Tak berhenti di situ, akses penuh juga diberikan kepada peternak dan nelayan AS untuk memasuki pasar Indonesia.
Kesepakatan tersebut segera memicu kritik dari berbagai pihak, salah satunya ekonom senior dan Guru Besar IPB University, Prof. Didin S. Damanhuri. Menurut Prof Didin, kesepakatan ini merupakan kemenangan besar bagi Amerika Serikat dan mencerminkan kelemahan dalam strategi negosiasi pihak Indonesia.
“Trump menang besar. Ini jelas bentuk kelemahan dalam negosiasi, bahkan cenderung lembek,” kata Prof Didin kepada Jernih.co, sehari setelah pernyataan Trump merebak. Ia menyoroti tim negosiasi yang dipimpin oleh Menko Perekonomian Airlangga Hartarto, yang menurutnya lebih terkesan “meminta belas kasihan” daripada menyusun strategi diplomatik dan ekonomi yang solid.

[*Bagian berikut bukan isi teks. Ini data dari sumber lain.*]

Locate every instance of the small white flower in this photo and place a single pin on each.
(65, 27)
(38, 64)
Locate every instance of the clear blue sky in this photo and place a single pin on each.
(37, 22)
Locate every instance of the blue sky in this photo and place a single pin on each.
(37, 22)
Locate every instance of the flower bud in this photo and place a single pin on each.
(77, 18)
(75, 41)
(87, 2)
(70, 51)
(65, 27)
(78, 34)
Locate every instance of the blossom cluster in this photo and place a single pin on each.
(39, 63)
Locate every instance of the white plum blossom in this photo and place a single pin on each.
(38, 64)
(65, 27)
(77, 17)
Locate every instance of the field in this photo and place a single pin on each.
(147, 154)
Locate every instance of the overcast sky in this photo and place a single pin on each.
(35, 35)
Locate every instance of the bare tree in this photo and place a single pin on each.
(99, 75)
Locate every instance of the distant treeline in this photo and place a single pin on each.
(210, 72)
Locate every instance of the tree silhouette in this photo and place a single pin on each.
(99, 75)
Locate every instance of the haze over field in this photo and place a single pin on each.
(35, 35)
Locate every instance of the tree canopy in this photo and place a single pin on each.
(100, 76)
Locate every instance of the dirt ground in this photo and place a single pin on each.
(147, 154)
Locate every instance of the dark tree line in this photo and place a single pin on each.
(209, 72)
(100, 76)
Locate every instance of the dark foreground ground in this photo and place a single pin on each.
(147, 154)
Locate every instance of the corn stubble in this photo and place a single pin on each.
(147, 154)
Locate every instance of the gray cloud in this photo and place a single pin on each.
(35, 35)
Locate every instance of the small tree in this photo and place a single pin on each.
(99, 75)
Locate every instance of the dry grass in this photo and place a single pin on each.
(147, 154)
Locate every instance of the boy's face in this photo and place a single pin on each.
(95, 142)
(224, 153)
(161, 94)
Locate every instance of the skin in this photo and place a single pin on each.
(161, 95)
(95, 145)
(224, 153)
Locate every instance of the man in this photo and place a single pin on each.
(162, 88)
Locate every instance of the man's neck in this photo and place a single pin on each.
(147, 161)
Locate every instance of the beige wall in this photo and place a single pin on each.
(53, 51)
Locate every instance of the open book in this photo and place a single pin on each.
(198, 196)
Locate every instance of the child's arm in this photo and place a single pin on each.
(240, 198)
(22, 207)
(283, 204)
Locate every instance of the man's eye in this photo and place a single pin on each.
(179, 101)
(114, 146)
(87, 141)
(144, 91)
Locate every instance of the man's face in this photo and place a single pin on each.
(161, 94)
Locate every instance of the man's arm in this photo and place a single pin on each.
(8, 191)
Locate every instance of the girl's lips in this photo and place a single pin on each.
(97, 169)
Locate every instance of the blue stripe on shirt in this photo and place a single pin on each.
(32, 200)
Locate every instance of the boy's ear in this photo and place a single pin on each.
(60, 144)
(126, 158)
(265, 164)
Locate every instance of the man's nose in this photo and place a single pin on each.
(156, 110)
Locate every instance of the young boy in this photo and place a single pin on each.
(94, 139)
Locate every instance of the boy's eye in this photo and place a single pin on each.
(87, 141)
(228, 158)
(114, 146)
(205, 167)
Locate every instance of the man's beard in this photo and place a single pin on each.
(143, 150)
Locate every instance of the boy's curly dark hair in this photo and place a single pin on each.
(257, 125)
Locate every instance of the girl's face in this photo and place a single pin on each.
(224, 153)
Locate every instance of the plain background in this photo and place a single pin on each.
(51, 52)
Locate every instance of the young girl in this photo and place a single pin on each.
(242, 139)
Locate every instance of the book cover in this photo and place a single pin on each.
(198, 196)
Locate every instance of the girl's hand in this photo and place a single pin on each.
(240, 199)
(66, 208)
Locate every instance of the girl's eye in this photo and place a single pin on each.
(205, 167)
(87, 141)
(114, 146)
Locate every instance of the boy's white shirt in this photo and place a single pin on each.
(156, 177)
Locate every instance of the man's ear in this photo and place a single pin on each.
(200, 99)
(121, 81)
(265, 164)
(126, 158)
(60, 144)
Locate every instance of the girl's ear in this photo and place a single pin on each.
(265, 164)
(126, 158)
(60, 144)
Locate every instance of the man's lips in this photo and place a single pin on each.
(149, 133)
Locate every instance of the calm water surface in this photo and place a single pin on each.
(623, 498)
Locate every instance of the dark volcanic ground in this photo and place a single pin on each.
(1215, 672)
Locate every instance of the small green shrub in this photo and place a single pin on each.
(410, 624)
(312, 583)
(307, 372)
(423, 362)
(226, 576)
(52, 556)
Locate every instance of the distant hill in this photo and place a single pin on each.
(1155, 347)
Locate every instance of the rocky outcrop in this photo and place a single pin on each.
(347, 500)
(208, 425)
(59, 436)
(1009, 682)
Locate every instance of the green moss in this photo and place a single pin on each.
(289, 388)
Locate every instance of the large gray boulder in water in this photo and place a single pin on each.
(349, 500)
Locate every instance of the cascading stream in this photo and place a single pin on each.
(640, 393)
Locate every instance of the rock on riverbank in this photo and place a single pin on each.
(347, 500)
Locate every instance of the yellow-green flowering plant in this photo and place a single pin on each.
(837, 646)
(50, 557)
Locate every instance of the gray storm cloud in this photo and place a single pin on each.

Prof Didin menyarankan agar Indonesia tidak hanya menaruh fokus kepada Pemerintah AS, tetapi memanfaatkan kekuatan kolektif seperti BRICS untuk meningkatkan posisi tawar. Selain itu, pendekatan terhadap Kongres AS dan pelaku bisnis besar di Amerika juga seharusnya dijalankan dengan serius, mengingat kedua elemen ini berperan besar dalam pembuatan kebijakan dan penentuan arah perdagangan AS.
Butuh Tim yang Lebih Strategis
Dalam keterangan lebih lanjut, Prof Didin menegaskan bahwa tim perunding seharusnya tidak semata terdiri dari teknokrat ekonomi, melainkan dilengkapi pula oleh diplomat senior dan ahli hukum perdagangan internasional. Lobi intensif ke industri strategis AS semestinya dilakukan sejak awal, dengan menawarkan keuntungan konkret dalam bentuk investasi bernilai tinggi, seperti industri pengolahan nikel, rare earth, baterai, dan kendaraan listrik.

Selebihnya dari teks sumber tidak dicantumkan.